Artificial intelligence algorithms including two artificial neural network and two machine learning algorithms were employed to predict the four-ball tribology behavior of MoS2-Al2O3 hybrid nanofluid. MoS2-Al2O3 composite nanoparticles were synthesized using solvothermal method and then dispersed in water-based fluids. 27 groups of tribology tests were conducted according to Box-Behnken experimental design were set as the training groups. The input variables (velocity of friction pairs, test force, test temperature, nanoparticle concentration) and output parameters (friction coefficient, wear scar diameter, wear surface roughness) were selected as the main variables. It was found that the random forest (RF) had better predict accuracy and stability for the four-ball tribology behavior of MoS2-Al2O3 nanofluid than multilayer perceptron (MLP), back propagation (BP) and k-nearest neighbors (KNN) algorithms.
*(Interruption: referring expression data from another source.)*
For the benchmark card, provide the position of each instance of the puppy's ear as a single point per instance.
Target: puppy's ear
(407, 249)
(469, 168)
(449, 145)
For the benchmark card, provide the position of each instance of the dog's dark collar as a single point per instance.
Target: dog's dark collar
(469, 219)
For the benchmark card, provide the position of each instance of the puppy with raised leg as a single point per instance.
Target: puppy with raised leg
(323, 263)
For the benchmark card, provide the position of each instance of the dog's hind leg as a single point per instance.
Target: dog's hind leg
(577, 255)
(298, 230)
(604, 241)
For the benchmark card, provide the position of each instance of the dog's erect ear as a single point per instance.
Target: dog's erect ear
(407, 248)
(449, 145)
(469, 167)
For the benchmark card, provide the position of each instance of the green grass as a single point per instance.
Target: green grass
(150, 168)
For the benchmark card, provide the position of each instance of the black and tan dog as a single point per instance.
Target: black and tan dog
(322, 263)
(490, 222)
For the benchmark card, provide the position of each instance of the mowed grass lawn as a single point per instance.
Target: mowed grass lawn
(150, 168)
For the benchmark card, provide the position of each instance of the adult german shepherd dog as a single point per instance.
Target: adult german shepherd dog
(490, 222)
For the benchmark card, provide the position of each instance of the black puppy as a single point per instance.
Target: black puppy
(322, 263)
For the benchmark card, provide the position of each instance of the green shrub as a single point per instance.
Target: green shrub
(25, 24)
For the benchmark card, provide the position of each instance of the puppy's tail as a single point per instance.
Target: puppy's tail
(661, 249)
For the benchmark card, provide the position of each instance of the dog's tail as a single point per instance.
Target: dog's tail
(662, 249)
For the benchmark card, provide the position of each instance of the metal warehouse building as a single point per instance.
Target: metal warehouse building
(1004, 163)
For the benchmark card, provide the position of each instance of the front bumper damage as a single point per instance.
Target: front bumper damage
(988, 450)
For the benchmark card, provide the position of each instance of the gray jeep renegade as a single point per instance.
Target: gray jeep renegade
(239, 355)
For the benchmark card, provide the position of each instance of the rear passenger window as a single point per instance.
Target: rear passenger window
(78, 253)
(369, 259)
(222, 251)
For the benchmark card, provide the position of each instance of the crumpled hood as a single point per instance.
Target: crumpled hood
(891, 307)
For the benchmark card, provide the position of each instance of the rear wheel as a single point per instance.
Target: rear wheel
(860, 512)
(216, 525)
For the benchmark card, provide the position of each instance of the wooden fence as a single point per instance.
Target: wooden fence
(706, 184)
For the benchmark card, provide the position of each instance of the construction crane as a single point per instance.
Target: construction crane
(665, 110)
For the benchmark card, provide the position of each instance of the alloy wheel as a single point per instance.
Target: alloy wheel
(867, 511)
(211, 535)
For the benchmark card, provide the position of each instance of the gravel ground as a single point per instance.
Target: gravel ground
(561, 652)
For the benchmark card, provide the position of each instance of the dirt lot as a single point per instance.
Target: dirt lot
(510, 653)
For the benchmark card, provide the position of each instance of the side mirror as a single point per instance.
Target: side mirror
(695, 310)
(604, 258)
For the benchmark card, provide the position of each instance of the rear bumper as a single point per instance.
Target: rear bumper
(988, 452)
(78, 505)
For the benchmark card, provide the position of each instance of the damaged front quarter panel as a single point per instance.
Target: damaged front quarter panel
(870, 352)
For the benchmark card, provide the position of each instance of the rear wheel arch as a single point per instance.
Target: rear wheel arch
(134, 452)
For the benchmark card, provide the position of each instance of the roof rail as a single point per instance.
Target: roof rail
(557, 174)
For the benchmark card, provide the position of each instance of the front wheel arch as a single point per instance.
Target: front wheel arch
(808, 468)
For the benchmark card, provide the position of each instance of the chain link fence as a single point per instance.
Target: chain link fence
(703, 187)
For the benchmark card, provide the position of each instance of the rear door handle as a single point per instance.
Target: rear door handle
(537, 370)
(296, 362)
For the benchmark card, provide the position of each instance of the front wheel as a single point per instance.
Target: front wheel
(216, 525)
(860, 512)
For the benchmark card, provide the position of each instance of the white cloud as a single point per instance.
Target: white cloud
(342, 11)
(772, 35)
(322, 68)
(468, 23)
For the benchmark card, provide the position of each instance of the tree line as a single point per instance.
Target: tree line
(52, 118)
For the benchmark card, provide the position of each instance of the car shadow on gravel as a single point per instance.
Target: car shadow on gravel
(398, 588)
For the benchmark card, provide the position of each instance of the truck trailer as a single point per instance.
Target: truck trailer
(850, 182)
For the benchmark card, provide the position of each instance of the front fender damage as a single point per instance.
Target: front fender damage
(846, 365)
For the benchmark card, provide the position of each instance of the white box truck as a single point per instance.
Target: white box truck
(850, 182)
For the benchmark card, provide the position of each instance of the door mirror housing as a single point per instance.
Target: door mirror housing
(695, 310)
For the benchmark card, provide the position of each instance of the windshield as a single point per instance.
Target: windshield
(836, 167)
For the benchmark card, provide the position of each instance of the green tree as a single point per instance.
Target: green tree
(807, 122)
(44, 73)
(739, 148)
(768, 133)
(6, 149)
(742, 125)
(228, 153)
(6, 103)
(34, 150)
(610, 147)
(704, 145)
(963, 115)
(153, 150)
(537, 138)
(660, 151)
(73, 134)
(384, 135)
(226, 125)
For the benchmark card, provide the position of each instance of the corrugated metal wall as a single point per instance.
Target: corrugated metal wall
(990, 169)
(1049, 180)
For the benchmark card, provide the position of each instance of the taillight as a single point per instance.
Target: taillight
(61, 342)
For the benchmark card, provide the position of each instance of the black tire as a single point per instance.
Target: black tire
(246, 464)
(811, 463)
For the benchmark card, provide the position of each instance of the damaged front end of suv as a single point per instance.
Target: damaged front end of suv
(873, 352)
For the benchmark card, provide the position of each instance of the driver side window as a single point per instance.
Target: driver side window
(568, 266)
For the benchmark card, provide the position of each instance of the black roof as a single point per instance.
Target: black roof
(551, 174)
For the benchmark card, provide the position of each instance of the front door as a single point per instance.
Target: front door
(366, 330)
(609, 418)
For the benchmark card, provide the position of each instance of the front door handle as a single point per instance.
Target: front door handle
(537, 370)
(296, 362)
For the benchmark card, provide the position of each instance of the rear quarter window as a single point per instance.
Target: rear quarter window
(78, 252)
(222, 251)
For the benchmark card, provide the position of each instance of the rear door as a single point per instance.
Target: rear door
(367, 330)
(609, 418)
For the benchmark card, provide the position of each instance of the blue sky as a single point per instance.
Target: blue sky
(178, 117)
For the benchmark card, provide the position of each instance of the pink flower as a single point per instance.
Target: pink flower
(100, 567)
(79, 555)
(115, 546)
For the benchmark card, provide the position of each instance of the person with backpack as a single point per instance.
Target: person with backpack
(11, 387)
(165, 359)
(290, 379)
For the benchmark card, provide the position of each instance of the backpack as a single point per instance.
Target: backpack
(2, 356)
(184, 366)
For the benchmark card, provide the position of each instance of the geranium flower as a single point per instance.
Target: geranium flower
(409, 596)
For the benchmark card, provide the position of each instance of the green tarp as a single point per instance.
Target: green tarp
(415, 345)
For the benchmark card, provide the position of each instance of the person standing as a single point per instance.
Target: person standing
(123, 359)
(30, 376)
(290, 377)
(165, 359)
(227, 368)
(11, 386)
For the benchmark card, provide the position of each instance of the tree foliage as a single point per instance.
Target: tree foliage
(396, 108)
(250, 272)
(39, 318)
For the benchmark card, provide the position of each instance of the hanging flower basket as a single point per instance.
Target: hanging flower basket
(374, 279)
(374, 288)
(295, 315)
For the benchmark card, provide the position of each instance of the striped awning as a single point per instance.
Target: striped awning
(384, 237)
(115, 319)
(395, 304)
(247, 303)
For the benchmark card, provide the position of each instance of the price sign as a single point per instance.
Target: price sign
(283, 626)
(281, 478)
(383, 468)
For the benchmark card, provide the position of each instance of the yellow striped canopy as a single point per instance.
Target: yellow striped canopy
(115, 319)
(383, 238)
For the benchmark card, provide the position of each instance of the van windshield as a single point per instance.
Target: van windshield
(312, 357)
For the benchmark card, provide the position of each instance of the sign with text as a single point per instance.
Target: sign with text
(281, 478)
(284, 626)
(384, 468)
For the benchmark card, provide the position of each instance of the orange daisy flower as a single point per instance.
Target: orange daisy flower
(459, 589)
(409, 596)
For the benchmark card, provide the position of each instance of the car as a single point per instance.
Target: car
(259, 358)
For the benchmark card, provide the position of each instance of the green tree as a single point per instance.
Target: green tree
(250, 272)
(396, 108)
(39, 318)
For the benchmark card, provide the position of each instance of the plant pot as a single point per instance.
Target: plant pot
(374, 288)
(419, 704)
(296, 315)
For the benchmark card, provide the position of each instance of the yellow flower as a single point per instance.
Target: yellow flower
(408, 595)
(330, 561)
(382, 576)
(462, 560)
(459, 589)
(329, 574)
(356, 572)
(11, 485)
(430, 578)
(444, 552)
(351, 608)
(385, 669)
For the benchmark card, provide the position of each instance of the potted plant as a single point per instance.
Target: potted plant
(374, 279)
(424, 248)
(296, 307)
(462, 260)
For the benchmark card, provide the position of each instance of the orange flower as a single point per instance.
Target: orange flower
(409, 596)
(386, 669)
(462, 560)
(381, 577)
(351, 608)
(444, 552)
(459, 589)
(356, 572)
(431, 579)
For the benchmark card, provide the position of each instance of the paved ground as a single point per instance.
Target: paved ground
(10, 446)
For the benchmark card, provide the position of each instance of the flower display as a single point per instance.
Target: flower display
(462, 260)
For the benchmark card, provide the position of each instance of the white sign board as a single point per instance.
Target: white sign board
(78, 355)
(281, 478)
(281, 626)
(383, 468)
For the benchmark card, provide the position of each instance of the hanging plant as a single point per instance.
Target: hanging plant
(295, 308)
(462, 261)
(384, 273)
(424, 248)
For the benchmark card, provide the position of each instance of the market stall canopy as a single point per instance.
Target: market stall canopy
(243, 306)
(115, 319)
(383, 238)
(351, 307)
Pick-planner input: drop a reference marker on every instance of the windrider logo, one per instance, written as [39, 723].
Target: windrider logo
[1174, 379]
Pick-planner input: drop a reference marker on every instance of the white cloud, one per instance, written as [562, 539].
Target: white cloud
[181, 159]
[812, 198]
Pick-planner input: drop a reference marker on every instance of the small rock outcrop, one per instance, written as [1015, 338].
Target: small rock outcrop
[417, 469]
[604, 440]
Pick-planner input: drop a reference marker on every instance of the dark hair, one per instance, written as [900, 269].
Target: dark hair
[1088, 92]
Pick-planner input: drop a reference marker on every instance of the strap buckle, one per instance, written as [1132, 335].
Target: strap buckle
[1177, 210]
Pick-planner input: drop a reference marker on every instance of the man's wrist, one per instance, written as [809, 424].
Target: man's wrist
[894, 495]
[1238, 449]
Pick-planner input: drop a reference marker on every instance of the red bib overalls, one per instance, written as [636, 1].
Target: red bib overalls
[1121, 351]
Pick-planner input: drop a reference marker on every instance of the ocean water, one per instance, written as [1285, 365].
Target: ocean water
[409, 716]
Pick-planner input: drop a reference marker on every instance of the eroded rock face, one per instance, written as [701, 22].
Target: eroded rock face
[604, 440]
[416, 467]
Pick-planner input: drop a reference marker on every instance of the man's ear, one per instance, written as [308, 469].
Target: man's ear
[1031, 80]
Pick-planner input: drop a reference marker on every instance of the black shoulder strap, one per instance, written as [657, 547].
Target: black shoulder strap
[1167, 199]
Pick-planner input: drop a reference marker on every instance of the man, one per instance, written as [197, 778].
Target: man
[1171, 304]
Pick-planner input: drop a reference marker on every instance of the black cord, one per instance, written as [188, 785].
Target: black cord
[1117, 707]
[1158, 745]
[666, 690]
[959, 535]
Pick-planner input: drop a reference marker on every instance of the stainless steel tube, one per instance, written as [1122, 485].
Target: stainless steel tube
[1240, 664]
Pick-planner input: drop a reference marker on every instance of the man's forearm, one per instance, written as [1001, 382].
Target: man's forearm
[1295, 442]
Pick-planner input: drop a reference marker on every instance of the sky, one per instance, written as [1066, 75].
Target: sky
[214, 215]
Besides, Pearson correlation analysis was carried out to reveal the relationship between input and output as well as different output variables. Through in-depth characterization of worn surface, a tribofilm in the thickness of 15 ∼ 20 nm composed of amorphous phases, ultra-fine nanoparticles and iron compounds was found. Finally, the lubrication mechanism of MoS2-Al2O3 nanofluid were discussed based on analyzing the tribology behavior data and tribofilm structure. Through the above findings, we hope to promote the application and development of artificial intelligence techniques in lubricants design and performance evaluation in the future.